Friday, November 07, 2008

Film School: PETER GALISON and ROBB MOSS co-directors of SECRECY

PETER GALISON and ROBB MOSS co-directors of SECRECY
Film School (KUCI)
Hosts: Nathan Callahan and Mike Kaspar



An interview with PETER GALISON and ROBB MOSS co-directors of SECRECY — a film about the vast, invisible world of government secrecy. By focusing on classified secrets, the government's ability to put information out of sight if it would harm national security, Secrecy explores the tensions between our safety as a nation, and our ability to function as a democracy. From extraordinary rendition to warrant-less wiretaps and Abu Ghraib, we have learned that, under the veil of classification, even our leaders can give in to dangerous impulses. Secrecy increasingly hides national policy, impedes coordination among agencies, bloats budgets and obscures foreign accords; secrecy throws into the dark our system of justice and derails the balance of power between the executive branch and the rest of government. Moss's recent film, The Same River Twice, premiered at the 2003 Sundance Film Festival, was nominated for a 2004 Independent Spirit award, and played theatrically in more than eighty cities across North America.

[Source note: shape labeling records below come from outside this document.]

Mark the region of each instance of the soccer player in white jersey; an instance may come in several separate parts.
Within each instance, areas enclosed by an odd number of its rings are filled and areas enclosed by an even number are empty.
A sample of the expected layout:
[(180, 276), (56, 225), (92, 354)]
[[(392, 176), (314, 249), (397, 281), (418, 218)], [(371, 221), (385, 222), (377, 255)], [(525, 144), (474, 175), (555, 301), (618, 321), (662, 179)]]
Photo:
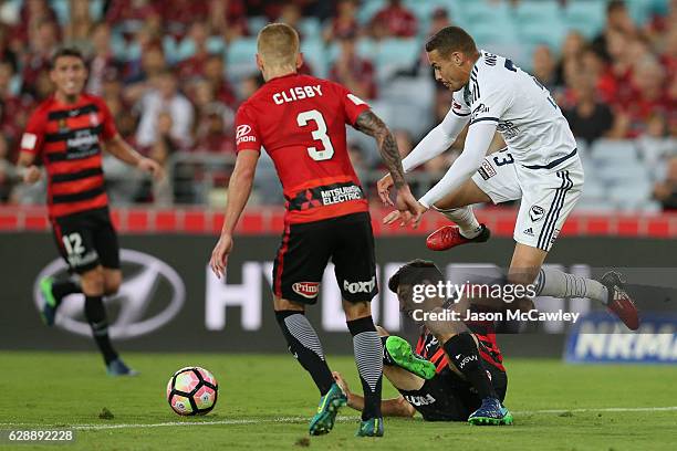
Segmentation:
[[(600, 301), (628, 328), (637, 329), (637, 308), (618, 273), (594, 281), (542, 268), (583, 188), (575, 139), (548, 90), (512, 61), (478, 50), (458, 27), (430, 38), (426, 52), (435, 78), (454, 92), (454, 103), (442, 123), (403, 159), (405, 171), (444, 153), (469, 124), (464, 151), (419, 199), (420, 212), (433, 208), (456, 223), (431, 233), (428, 248), (442, 251), (487, 241), (489, 230), (477, 221), (470, 206), (521, 199), (508, 282), (535, 283), (543, 296)], [(508, 147), (487, 156), (497, 130)], [(389, 204), (392, 185), (389, 176), (378, 181), (381, 199)], [(394, 211), (384, 221), (399, 218)]]

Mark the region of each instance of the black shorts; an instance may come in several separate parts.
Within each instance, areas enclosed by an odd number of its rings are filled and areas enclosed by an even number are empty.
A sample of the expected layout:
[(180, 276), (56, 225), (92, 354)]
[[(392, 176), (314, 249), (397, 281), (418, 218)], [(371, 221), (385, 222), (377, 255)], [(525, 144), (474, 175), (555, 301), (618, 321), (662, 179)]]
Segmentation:
[[(491, 382), (502, 402), (508, 376), (493, 365), (485, 363), (485, 368), (491, 374)], [(450, 369), (426, 380), (418, 390), (399, 392), (426, 421), (467, 421), (482, 403), (472, 386)]]
[(301, 304), (316, 303), (330, 259), (343, 298), (372, 301), (378, 286), (369, 213), (287, 226), (273, 265), (275, 296)]
[(119, 245), (107, 208), (52, 219), (54, 241), (69, 271), (82, 274), (102, 265), (119, 269)]

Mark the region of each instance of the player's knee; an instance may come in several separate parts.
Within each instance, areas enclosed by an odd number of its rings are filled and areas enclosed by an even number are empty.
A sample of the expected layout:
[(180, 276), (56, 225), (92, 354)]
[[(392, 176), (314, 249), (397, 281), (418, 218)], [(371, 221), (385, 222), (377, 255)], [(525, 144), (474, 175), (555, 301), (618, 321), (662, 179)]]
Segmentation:
[(353, 321), (363, 318), (372, 315), (372, 307), (368, 302), (343, 302), (343, 310), (345, 311), (345, 319)]
[(521, 268), (513, 270), (511, 269), (508, 272), (508, 283), (511, 285), (531, 285), (534, 283), (537, 275), (539, 274), (539, 269), (531, 268)]
[(119, 285), (122, 285), (121, 274), (106, 275), (104, 279), (104, 294), (110, 296), (117, 293)]
[(378, 333), (379, 337), (387, 337), (387, 336), (390, 335), (390, 334), (388, 334), (388, 331), (384, 329), (381, 326), (376, 326), (376, 332)]
[(104, 275), (101, 268), (95, 268), (82, 274), (80, 277), (82, 292), (88, 296), (101, 296), (104, 294)]

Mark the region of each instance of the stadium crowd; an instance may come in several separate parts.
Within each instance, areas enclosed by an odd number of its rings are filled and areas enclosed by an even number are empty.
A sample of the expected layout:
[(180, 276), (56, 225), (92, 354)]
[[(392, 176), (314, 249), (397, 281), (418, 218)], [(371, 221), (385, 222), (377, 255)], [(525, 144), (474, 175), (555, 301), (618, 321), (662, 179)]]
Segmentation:
[[(302, 72), (369, 99), (403, 154), (450, 105), (450, 93), (433, 81), (426, 38), (449, 24), (467, 28), (481, 48), (513, 57), (553, 93), (586, 165), (583, 206), (677, 209), (676, 0), (0, 1), (0, 202), (43, 196), (43, 187), (19, 182), (13, 162), (27, 118), (51, 92), (50, 55), (63, 44), (86, 55), (86, 88), (104, 97), (122, 136), (169, 170), (164, 186), (150, 187), (107, 161), (114, 204), (207, 202), (228, 179), (229, 169), (212, 162), (232, 162), (235, 112), (262, 83), (253, 52), (269, 21), (298, 29)], [(382, 172), (376, 149), (348, 137), (369, 185)], [(462, 136), (454, 147), (462, 148)], [(421, 187), (452, 158), (426, 164)], [(272, 166), (261, 164), (258, 198), (278, 202)], [(207, 192), (191, 188), (206, 179)]]

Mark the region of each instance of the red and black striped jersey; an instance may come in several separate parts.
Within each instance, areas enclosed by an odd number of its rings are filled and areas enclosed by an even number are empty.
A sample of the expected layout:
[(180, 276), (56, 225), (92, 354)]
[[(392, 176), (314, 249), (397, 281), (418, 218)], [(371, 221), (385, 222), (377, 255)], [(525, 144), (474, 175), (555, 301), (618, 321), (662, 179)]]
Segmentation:
[[(503, 356), (501, 349), (496, 342), (496, 331), (492, 322), (466, 322), (466, 325), (479, 342), (479, 354), (482, 359), (490, 365), (493, 365), (501, 371), (506, 371), (503, 366)], [(442, 347), (435, 336), (424, 326), (421, 327), (418, 343), (416, 344), (416, 354), (423, 358), (430, 360), (436, 366), (437, 373), (441, 373), (448, 368), (449, 359)]]
[(101, 97), (81, 94), (74, 104), (50, 96), (33, 112), (21, 150), (41, 156), (48, 172), (50, 218), (108, 204), (101, 143), (117, 134)]

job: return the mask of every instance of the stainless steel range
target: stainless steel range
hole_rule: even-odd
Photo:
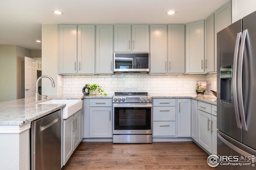
[[[115,93],[113,143],[152,143],[152,100],[148,93]]]

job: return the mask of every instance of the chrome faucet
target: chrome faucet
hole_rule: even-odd
[[[52,87],[55,87],[55,85],[54,84],[54,81],[52,78],[50,77],[49,76],[42,76],[41,77],[39,77],[37,80],[36,80],[36,99],[35,99],[35,101],[36,102],[37,102],[38,98],[38,96],[39,96],[39,94],[38,93],[38,82],[40,80],[42,79],[42,78],[44,77],[46,77],[51,80],[52,81]]]

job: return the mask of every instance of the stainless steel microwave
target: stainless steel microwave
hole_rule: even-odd
[[[115,53],[114,72],[149,72],[148,53]]]

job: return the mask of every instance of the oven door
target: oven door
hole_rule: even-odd
[[[152,104],[113,104],[113,134],[152,134]]]

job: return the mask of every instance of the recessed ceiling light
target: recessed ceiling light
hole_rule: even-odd
[[[61,15],[63,14],[63,13],[60,11],[53,11],[52,12],[57,15]]]
[[[176,11],[174,11],[173,10],[172,10],[171,11],[169,11],[167,12],[166,12],[166,14],[167,15],[173,15],[176,14]]]

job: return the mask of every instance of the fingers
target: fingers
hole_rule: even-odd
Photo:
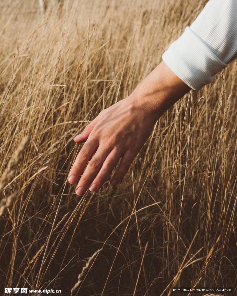
[[[99,117],[97,116],[87,126],[81,133],[76,136],[73,138],[73,140],[77,143],[86,141],[98,120]]]
[[[76,183],[87,163],[98,147],[97,141],[87,141],[77,155],[68,176],[68,181],[71,184]]]
[[[104,162],[102,167],[92,182],[89,189],[92,192],[97,191],[106,181],[107,178],[118,163],[122,152],[114,149]]]
[[[122,158],[118,167],[110,180],[110,184],[112,186],[115,186],[122,181],[136,154],[130,150],[126,151]]]
[[[83,195],[89,187],[100,171],[110,151],[108,149],[105,149],[102,145],[99,146],[88,164],[76,188],[76,193],[78,195]]]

As a cinematographer he has shot films in Ethiopia, Hungary, Japan, Liberia, Mexico, Turkey-on such subjects as famine genocide and the large-scale structure of the universe-and many of these pieces were shown on Public Television. He was on the 2004 documentary jury at the Sundance Film Festival and has thrice served as a creative advisor for the Sundance Institute documentary labs. He is the past board chair and president of the Association of Independent Video and Filmmakers and has taught filmmaking at Harvard University for the past 20 years. Galison is Pellegrino University Professor of the History of Science and of Physics at Harvard. His film on the moral-political debates over the H-bomb, "Ultimate Weapon: The H-bomb Dilemma" has been shown frequently on the History Channel.